ABSTRACT: Melatonin and resistance exercise alone have been shown to increase the levels of growth hormone (GH). The purpose of this study was to determine the effects of ingestion of a single dose of melatonin and heavy resistance exercise on serum GH, somatostatin (SST), and other hormones of the GH/insulin-like growth factor 1 (IGF-1) axis.

Physically active males (n = 30) and females (n = 30) were randomly assigned to ingest either a melatonin supplement at 0.5 mg or 5.0 mg, or 1.0 mg of dextrose placebo. After a baseline blood sample, participants ingested the supplement and underwent blood sampling every 15 min for 60 min, at which point they underwent a single bout of resistance exercise with the leg press for 7 sets of 7 reps at 85% 1-RM. After exercise, participants provided additional blood samples every 15 min for a total of 120 min.

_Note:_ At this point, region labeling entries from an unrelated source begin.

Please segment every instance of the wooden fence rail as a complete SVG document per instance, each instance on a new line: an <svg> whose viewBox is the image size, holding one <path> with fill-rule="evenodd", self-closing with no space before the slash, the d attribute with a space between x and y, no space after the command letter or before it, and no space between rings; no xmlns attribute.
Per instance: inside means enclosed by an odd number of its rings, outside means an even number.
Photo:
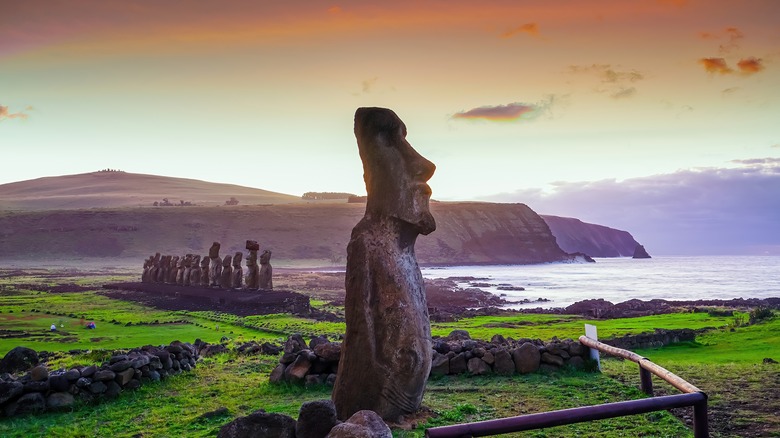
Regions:
<svg viewBox="0 0 780 438"><path fill-rule="evenodd" d="M634 352L623 350L622 348L615 348L586 336L580 336L579 340L580 343L591 349L636 362L639 365L642 391L649 395L650 398L605 403L595 406L583 406L579 408L542 412L539 414L478 421L475 423L433 427L425 431L425 436L431 438L490 436L501 433L543 429L565 424L582 423L585 421L603 420L607 418L624 417L627 415L693 406L694 437L709 437L709 427L707 425L707 394L699 388L691 385L667 369L654 364L646 357L642 357ZM653 397L653 375L679 389L683 394Z"/></svg>

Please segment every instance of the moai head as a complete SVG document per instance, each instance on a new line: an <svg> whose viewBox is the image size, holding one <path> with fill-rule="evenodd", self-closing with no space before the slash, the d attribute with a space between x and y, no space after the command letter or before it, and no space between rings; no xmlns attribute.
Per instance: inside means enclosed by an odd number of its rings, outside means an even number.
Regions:
<svg viewBox="0 0 780 438"><path fill-rule="evenodd" d="M209 248L209 257L212 259L219 257L219 242L214 242L211 244L211 248Z"/></svg>
<svg viewBox="0 0 780 438"><path fill-rule="evenodd" d="M355 137L368 194L366 215L399 219L420 234L434 231L426 182L436 166L406 141L404 122L386 108L358 108Z"/></svg>
<svg viewBox="0 0 780 438"><path fill-rule="evenodd" d="M267 265L271 262L271 251L265 250L262 254L260 254L260 264L261 265Z"/></svg>

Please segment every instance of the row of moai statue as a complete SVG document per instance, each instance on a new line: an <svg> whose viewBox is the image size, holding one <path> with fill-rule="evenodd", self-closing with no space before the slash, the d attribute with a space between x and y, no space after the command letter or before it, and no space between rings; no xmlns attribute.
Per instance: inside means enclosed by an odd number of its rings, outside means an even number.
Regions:
<svg viewBox="0 0 780 438"><path fill-rule="evenodd" d="M222 289L273 289L273 268L271 251L265 250L257 256L260 245L254 240L246 241L249 251L246 258L247 274L241 267L243 253L219 256L219 242L214 242L208 255L203 257L187 254L182 257L156 253L144 260L143 283L168 283L179 286L201 286ZM260 264L258 265L258 260Z"/></svg>

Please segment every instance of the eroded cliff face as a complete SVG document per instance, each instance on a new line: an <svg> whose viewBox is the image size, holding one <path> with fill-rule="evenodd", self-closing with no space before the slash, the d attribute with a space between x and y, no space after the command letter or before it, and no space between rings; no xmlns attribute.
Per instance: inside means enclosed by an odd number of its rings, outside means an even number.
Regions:
<svg viewBox="0 0 780 438"><path fill-rule="evenodd" d="M541 216L525 204L431 204L436 232L420 237L424 264L528 264L567 260Z"/></svg>
<svg viewBox="0 0 780 438"><path fill-rule="evenodd" d="M420 236L421 264L527 264L568 259L547 223L524 204L431 203L437 229ZM279 267L343 266L361 204L125 208L0 213L0 259L137 259L150 254L270 249ZM633 254L633 247L631 253ZM629 255L630 255L629 254Z"/></svg>
<svg viewBox="0 0 780 438"><path fill-rule="evenodd" d="M639 243L631 233L579 219L542 215L558 245L566 252L591 257L631 257Z"/></svg>

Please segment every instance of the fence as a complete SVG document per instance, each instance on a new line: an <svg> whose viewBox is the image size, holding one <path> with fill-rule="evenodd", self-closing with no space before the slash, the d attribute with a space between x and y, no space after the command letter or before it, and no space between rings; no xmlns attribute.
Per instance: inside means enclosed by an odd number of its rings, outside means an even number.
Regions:
<svg viewBox="0 0 780 438"><path fill-rule="evenodd" d="M598 350L606 354L636 362L639 365L639 377L642 391L649 395L650 398L605 403L595 406L584 406L580 408L563 409L559 411L521 415L518 417L500 418L475 423L433 427L425 432L425 436L430 438L490 436L501 433L543 429L553 426L582 423L585 421L604 420L607 418L624 417L627 415L693 406L694 437L709 437L709 427L707 425L707 394L702 392L699 388L634 352L623 350L622 348L615 348L586 336L580 336L579 340L583 345L590 347L592 350ZM653 397L652 375L656 375L663 379L680 390L682 394Z"/></svg>

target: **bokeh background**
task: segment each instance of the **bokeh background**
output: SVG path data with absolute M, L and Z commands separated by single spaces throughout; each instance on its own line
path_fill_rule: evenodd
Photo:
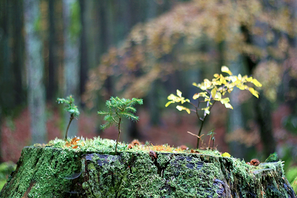
M 227 65 L 263 86 L 256 99 L 235 90 L 234 109 L 217 103 L 203 129 L 222 152 L 264 161 L 276 152 L 297 175 L 296 0 L 0 0 L 0 160 L 23 147 L 62 138 L 69 120 L 56 98 L 72 94 L 81 115 L 69 136 L 116 139 L 103 131 L 110 96 L 139 98 L 137 123 L 120 141 L 196 146 L 194 114 L 165 108 L 178 89 Z M 204 142 L 209 137 L 204 136 Z

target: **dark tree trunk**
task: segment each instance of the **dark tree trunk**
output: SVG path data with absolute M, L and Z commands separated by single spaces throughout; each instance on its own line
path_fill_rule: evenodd
M 28 105 L 33 143 L 43 143 L 46 138 L 46 90 L 43 83 L 44 62 L 40 35 L 40 1 L 24 1 L 26 30 L 26 65 L 28 69 Z

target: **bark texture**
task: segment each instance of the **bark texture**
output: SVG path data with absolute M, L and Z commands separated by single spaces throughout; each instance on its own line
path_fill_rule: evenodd
M 25 148 L 1 198 L 296 198 L 281 161 Z

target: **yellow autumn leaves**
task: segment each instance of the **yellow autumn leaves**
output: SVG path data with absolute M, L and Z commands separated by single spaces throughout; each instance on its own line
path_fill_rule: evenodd
M 204 111 L 204 114 L 205 113 L 208 114 L 210 113 L 210 107 L 213 104 L 213 101 L 219 101 L 222 104 L 225 105 L 226 108 L 233 109 L 233 107 L 229 103 L 229 98 L 223 98 L 223 97 L 227 92 L 231 93 L 235 87 L 241 90 L 248 90 L 255 97 L 259 97 L 259 93 L 257 91 L 246 84 L 247 83 L 250 83 L 256 87 L 261 87 L 262 85 L 256 79 L 251 76 L 248 77 L 247 75 L 242 76 L 240 74 L 237 76 L 233 75 L 232 72 L 226 66 L 223 66 L 221 71 L 222 72 L 229 74 L 229 76 L 225 77 L 222 74 L 215 74 L 213 75 L 214 78 L 211 81 L 205 79 L 201 83 L 193 83 L 193 85 L 197 87 L 202 91 L 194 94 L 193 99 L 197 99 L 200 97 L 203 98 L 204 100 L 199 101 L 198 102 L 206 102 L 205 107 L 200 109 L 191 110 L 183 106 L 177 105 L 176 108 L 180 111 L 185 110 L 189 114 L 190 113 L 191 111 L 195 112 L 197 110 L 200 110 Z M 189 99 L 185 99 L 182 96 L 182 92 L 179 90 L 176 91 L 176 96 L 171 94 L 168 97 L 167 99 L 169 101 L 165 104 L 166 107 L 171 103 L 175 102 L 181 102 L 182 104 L 185 102 L 189 102 L 195 106 L 191 103 Z

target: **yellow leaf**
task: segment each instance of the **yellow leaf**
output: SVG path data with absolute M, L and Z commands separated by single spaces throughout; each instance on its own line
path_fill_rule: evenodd
M 215 98 L 216 100 L 219 100 L 222 99 L 222 94 L 220 92 L 217 92 Z
M 196 93 L 196 94 L 194 94 L 194 95 L 193 96 L 193 99 L 196 99 L 198 98 L 199 97 L 199 94 Z
M 184 106 L 183 106 L 177 105 L 177 106 L 176 106 L 176 108 L 178 110 L 179 110 L 179 111 L 185 110 L 189 114 L 190 114 L 191 113 L 191 111 L 189 108 L 185 107 Z
M 192 85 L 194 85 L 194 86 L 195 86 L 195 87 L 198 87 L 198 84 L 197 84 L 197 83 L 192 83 Z
M 222 154 L 222 157 L 230 157 L 231 156 L 231 155 L 229 153 L 228 153 L 227 152 L 225 152 L 224 153 Z
M 171 103 L 174 103 L 174 101 L 168 101 L 167 102 L 167 103 L 166 103 L 166 104 L 165 105 L 165 106 L 166 107 L 167 107 L 167 106 L 169 106 L 169 104 L 170 104 Z
M 222 66 L 222 68 L 221 68 L 221 71 L 222 71 L 222 72 L 227 73 L 229 75 L 232 75 L 232 72 L 229 70 L 229 68 L 226 66 Z
M 226 108 L 231 108 L 231 109 L 233 109 L 233 107 L 232 106 L 232 105 L 231 104 L 230 104 L 230 103 L 225 103 L 225 107 Z
M 211 94 L 211 97 L 212 98 L 214 98 L 215 97 L 215 94 L 216 94 L 216 90 L 215 88 L 213 88 L 210 92 L 210 93 Z
M 237 85 L 236 87 L 241 90 L 245 90 L 245 86 L 242 84 L 239 84 L 239 85 Z
M 239 80 L 241 80 L 241 79 L 242 79 L 242 76 L 241 76 L 241 74 L 238 74 L 238 79 L 239 79 Z
M 260 82 L 259 81 L 258 81 L 257 80 L 257 79 L 255 79 L 254 78 L 252 80 L 251 82 L 255 85 L 255 86 L 258 87 L 262 87 L 262 84 L 261 83 L 260 83 Z
M 174 94 L 171 94 L 167 97 L 167 99 L 169 100 L 173 100 L 174 99 L 176 99 L 176 96 L 174 96 Z
M 228 103 L 230 101 L 230 99 L 229 99 L 229 98 L 227 97 L 224 99 L 221 99 L 221 100 L 220 101 L 221 101 L 222 104 L 225 104 L 226 103 Z
M 176 95 L 177 95 L 177 96 L 181 97 L 182 97 L 182 92 L 181 92 L 179 90 L 176 90 Z
M 258 92 L 257 92 L 256 90 L 255 90 L 252 87 L 250 87 L 249 88 L 248 88 L 248 91 L 249 91 L 249 92 L 250 92 L 250 93 L 251 94 L 252 94 L 253 95 L 254 95 L 254 96 L 257 97 L 257 98 L 259 98 L 259 95 L 258 95 L 259 93 L 258 93 Z

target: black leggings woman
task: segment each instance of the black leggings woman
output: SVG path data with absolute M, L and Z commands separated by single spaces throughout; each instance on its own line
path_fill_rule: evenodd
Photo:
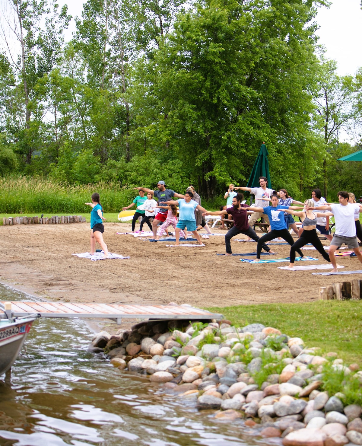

Serum free GH, SST, IGF-1, IGFBP-1, and IGFBP-3 were determined with ELISA. Data were evaluated as the peak pre- and post-exercise values subtracted from baseline and the delta values analyzed with separate three-way ANOVA (p < 0.05). In males, when compared to placebo, 5.0 mg melatonin caused GH to increase (p = 0.017) and SST to decrease prior to exercise (p = 0.031), whereas both 0.5 and 5.0 mg melatonin were greater than placebo after exercise (p = 0.045) and less than placebo for SST. No significant differences occurred for IGF-1; however, males were shown to have higher levels of IGFBP-1 independent of supplementation (p = 0.004). The 5.0 mg melatonin dose resulted in higher IGFBP-3 in males (p = 0.017).

In conclusion, for males 5.0 mg melatonin appears to increase serum GH while concomitantly lowering SST levels; however, when combined with resistance exercise both melatonin doses positively impacts GH levels in a manner not entirely dependent on SST.